Salsa Verde gets its name from its principal ingredient: beautiful green tomatillos. With its bright citrus flavor, we’re surprised salsa verde isn’t more popular. However, we suspect this is due to the tomatillo’s relative obscurity outside of Mexico. And it’s not like tomatillos don’t grow well in northern climates: the plants in our Sullivan County, NY (Hardiness Zone 5) garden put all our other vegetables to shame!

Our salsa verde recipe is pretty simple and depends on our weekly harvest. While some folks prefer recipes with exact amounts, we urge you to trust your taste buds. Grilling or broiling the vegetables (yes, tomatillos are technically a fruit!) greatly improves the flavor of salsa verde.

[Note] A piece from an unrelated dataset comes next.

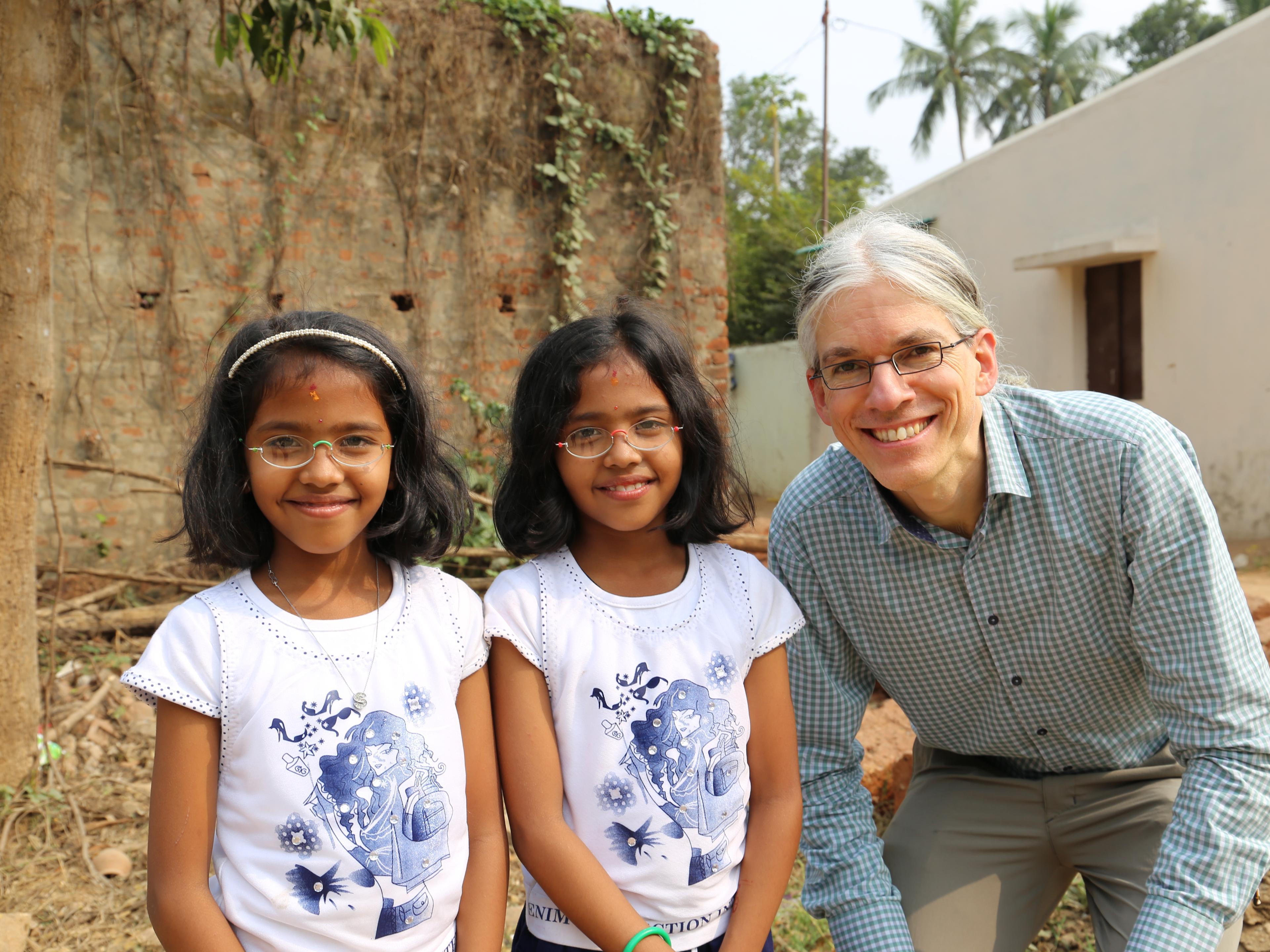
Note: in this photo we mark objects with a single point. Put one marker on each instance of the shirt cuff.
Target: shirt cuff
(872, 927)
(1167, 926)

• Tomatillos, husks removed
• Fresh jalapeño peppers
• 1-2 small onions, papery outer layers kept on
• A few garlic cloves, papery outer layers kept on
• Fresh cilantro leaves
• Lime juice
• Salt


Place the onion and garlic on a foil-lined pan. Place under the broiler until the papery skins have blackened. Transfer to a plate to cool. Squeeze the garlic out from its burnt paper and remove the blackened layers of the onion. Add both to a food processor.

Next, place the tomatillos and peppers on the pan and broil, flipping the vegetables at least once to evenly blacken them. Transfer the vegetables to a pot, place the lid on the pot, and allow them to cool. When cool enough to handle, slip the skins off the tomatillos and peppers, transferring the skinned pepper and tomatillo pulp to the food processor.

Note: The tomatillos, jalapeños, onions, and garlic can also be grilled.

Add fresh cilantro and lime juice to the vegetable mixture and process until rather smooth. Taste and season with salt. Remember: you can always add more lime juice and salt but you can’t take it away. The same goes for the jalapeños if you’re afraid of making the salsa too spicy.

Variation: We sometimes add a small amount (around a quarter cup / 60 mL) of beer to the salsa to switch things up.